Faire jouer la concurrence.
Ce printemps, SwissLife a mis en place un nouveau contrat emprunteur ciblant les primo-accédants, la clientèle patrimoniale et les personnes présentant des risques spéciaux (capitaux élevés, risques de séjour et risques de santé aggravés). Dans cette optique, une nouvelle équipe a été mise en place comprenant deux experts en risques spéciaux. La souscription a été facilitée et un outil rend une décision immédiate, même pour certaines pathologies, soit un gain de temps pour l’assuré dans la constitution du dossier. Il est en effet essentiel d’apporter une réponse digitalisée en quelques clics et un seul rendez-vous pour une réactivité optimale. Il ne s’agit pas que les banques utilisent cet argument vis-à-vis des clients faisant appel à un assureur externe.
Points d’attention à relever sur les contrats emprunteurs : les garanties incapacité de travail et invalidité, très divergentes d’une offre emprunteur à l’autre concernant le calcul de la prestation (mode indemnitaire où l’assureur tient compte des revenus perçus par ailleurs, mode forfaitaire où l’assureur règle l’intégralité des mensualités du prêt). Sur neuf contrats émanant des réseaux bancaires, quatre appliquent le principe indemnitaire. « Ce critère marque la différence la plus fondamentale mais aussi la plus fréquente entre les contrats bancaires », indique l’Observatoire BAO de l’assurance emprunteur après analyse. De même, pour une meilleure protection, il est important que l’incapacité/invalidité soit définie à partir de la profession de l’assuré exercée au moment du sinistre. Concrètement, cette garantie s’entend soit comme l’incapacité à exercer « toute profession » ou comme l’incapacité à exercer « la profession de l’emprunteur au moment du sinistre ». Sur neuf réseaux bancaires, huit prennent en compte la profession exercée par l’assuré au moment du sinistre pour établir l’état d’incapacité et cinq le font pour l’invalidité.

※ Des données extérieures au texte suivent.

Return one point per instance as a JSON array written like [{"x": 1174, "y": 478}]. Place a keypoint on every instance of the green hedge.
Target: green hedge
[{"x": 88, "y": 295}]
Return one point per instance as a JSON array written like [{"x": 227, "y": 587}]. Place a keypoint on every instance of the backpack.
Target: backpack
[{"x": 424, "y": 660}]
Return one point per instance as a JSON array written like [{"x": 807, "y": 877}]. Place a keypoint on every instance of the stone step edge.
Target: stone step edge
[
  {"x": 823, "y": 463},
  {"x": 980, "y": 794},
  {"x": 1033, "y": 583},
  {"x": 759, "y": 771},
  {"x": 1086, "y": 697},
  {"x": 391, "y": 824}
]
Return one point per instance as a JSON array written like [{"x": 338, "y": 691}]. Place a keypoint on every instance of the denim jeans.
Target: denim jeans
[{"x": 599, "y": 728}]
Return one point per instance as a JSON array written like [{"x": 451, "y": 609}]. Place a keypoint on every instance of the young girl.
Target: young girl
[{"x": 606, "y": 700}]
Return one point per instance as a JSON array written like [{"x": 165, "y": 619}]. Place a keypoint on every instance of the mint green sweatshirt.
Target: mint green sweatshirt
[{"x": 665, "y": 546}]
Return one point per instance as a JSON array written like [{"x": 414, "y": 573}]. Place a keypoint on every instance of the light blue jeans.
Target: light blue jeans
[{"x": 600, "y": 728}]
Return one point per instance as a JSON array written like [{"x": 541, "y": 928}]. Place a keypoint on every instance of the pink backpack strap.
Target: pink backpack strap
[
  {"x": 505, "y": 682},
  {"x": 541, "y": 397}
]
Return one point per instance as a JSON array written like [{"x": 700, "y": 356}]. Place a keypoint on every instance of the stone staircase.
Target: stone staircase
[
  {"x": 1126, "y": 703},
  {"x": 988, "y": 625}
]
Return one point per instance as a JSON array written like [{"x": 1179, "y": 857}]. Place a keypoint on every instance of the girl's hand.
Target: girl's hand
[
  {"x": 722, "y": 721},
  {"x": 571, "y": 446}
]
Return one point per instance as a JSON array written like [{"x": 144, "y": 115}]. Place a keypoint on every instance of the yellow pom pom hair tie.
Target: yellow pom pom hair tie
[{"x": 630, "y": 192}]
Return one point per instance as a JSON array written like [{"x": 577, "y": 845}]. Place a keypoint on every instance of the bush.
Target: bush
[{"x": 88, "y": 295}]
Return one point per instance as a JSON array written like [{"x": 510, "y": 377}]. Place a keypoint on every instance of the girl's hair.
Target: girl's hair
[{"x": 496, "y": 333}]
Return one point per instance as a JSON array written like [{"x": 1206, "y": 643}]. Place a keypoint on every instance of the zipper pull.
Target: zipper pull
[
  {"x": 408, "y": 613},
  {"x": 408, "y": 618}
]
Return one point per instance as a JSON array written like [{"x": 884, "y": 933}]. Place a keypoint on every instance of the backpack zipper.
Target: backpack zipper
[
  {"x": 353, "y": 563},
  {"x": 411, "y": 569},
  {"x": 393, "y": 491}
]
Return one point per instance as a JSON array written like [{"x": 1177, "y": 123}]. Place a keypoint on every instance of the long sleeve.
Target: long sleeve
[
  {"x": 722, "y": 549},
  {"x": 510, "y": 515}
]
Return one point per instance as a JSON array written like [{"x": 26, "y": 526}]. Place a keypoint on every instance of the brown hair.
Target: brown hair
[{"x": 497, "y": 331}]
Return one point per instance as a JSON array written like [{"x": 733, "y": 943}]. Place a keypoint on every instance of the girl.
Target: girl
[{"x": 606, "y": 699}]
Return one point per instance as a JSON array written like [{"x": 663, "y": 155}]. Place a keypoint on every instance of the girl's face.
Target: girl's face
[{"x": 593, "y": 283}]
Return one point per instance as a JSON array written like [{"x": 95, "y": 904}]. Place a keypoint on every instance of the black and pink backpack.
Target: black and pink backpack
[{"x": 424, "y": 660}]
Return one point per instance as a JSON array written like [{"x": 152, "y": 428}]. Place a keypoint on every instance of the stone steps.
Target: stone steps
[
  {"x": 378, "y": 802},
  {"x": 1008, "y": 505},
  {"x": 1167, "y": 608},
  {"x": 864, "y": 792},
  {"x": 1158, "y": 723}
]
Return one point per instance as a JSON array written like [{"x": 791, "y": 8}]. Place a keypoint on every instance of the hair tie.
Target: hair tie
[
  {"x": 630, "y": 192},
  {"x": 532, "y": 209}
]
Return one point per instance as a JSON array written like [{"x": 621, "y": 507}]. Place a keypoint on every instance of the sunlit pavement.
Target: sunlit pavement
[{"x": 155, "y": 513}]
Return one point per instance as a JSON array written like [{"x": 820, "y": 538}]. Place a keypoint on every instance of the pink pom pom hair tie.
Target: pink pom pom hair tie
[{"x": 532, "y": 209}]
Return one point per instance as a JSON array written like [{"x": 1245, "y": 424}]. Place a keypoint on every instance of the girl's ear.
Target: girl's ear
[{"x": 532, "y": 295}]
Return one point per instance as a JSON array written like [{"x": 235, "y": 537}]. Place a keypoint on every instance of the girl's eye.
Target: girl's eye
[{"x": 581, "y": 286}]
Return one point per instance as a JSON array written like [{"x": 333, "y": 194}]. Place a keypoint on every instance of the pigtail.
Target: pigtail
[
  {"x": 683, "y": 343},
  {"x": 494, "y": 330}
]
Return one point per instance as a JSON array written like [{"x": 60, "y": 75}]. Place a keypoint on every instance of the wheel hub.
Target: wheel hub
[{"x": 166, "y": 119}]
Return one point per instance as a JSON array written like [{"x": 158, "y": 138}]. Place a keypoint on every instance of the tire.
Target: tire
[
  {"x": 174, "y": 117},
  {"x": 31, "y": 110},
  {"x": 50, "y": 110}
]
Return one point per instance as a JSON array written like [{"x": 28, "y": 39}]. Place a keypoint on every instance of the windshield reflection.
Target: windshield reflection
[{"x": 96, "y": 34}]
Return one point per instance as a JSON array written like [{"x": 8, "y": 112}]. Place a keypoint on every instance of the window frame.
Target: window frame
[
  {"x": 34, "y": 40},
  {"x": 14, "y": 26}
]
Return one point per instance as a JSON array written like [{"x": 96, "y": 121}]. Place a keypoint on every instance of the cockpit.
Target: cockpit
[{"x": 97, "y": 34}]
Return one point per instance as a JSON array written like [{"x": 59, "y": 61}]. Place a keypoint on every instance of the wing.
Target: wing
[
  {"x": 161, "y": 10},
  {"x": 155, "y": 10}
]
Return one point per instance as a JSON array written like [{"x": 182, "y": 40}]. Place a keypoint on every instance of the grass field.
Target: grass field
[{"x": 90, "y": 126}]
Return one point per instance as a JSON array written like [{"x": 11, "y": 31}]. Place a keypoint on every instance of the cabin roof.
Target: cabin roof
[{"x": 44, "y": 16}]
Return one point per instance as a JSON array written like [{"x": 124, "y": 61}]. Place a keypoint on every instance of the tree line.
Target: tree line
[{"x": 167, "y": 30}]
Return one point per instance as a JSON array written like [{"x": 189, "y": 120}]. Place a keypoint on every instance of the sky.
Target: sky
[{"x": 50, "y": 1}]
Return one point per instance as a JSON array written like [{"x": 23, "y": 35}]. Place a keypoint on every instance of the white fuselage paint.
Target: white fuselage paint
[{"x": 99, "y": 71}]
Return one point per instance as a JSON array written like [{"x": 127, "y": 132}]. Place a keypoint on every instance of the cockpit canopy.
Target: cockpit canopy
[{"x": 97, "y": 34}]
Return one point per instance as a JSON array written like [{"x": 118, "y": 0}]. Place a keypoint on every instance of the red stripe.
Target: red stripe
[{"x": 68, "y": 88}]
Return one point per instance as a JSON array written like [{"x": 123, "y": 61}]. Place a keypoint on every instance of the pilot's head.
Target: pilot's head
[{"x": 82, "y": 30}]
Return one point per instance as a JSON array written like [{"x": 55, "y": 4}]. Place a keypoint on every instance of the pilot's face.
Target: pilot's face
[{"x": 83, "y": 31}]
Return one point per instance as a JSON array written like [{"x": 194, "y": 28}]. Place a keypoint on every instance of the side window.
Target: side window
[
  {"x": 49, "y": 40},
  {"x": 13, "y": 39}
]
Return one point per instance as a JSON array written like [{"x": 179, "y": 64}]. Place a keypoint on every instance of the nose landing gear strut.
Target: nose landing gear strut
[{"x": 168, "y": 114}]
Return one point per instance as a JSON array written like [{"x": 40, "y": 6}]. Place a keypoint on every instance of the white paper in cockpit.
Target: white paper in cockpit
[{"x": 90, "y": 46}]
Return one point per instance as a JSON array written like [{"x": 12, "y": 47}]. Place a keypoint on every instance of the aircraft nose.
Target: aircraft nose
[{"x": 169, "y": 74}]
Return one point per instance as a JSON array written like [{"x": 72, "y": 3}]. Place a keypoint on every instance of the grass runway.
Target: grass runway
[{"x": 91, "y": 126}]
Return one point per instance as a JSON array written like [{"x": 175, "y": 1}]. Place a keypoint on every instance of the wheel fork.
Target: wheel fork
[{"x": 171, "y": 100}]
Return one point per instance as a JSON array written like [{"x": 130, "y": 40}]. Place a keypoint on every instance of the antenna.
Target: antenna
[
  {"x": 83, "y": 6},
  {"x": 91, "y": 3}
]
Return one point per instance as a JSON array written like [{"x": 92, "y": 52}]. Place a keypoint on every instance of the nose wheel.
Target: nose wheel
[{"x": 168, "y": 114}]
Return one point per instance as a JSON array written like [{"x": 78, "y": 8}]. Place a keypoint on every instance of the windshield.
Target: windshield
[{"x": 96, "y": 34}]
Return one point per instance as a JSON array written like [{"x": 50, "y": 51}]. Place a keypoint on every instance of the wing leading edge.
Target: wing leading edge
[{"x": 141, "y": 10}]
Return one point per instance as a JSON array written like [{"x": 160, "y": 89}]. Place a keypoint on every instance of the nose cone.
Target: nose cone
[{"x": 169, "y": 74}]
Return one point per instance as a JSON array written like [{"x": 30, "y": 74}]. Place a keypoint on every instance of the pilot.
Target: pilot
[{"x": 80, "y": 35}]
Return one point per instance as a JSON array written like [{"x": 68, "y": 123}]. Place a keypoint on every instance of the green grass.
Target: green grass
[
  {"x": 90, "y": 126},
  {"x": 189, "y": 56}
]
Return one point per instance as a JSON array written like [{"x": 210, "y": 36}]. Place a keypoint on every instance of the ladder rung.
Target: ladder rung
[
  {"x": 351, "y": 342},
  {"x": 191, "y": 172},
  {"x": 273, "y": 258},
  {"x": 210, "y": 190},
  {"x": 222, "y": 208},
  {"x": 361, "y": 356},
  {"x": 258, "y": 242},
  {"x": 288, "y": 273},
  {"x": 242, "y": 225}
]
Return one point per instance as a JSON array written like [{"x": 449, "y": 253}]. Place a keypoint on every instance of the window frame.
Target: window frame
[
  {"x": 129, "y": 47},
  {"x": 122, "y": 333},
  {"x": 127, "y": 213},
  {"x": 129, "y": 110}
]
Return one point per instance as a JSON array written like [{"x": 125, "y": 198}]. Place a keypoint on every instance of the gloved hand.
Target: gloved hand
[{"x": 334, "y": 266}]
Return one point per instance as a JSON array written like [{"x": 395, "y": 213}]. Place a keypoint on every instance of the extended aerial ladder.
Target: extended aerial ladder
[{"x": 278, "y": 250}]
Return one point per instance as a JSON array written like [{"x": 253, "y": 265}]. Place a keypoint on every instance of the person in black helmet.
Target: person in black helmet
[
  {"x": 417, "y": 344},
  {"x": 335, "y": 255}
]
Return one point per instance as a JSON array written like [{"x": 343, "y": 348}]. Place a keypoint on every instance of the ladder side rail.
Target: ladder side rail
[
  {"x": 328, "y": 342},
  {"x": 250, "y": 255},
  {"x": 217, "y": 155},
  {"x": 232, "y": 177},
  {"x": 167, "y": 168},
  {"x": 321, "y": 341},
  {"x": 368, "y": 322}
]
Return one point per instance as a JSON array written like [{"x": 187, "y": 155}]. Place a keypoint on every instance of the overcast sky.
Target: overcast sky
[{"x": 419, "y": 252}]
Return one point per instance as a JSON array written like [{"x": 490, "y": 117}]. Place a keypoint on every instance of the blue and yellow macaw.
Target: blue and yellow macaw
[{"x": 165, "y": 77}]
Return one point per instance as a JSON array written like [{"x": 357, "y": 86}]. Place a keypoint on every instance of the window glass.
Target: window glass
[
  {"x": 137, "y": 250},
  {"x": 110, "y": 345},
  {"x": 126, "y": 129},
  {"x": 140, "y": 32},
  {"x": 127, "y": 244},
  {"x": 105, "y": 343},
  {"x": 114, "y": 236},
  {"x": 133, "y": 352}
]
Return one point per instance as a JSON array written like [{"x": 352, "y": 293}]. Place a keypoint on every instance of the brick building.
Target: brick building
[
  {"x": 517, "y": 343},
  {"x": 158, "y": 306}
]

En assurance emprunteur, Metlife a un positionnement sur les profils hors norme et notamment sur les risques aggravés de santé. La compagnie travaille à la révision de ses garanties dans le sens d’un renforcement afin de limiter les exclusions, ce qui implique un repositionnement des tarifs. Ainsi, elle couvre jusqu’à 90 ans pour le décès et jusqu’à 70 ans pour les autres garanties. Les arrêts de travail sont assurés jusqu’à 70 ans à cause du report de l’âge de la retraite. « Le marché de l’emprunteur évolue considérablement, à l’avantage du consommateur. Il faut cependant faire preuve de pédagogie à l’égard des assurés afin qu’ils prennent conscience de leur intérêt d’être bien couverts lorsqu’ils effectuent un emprunt », conclut Doria Cherkaski.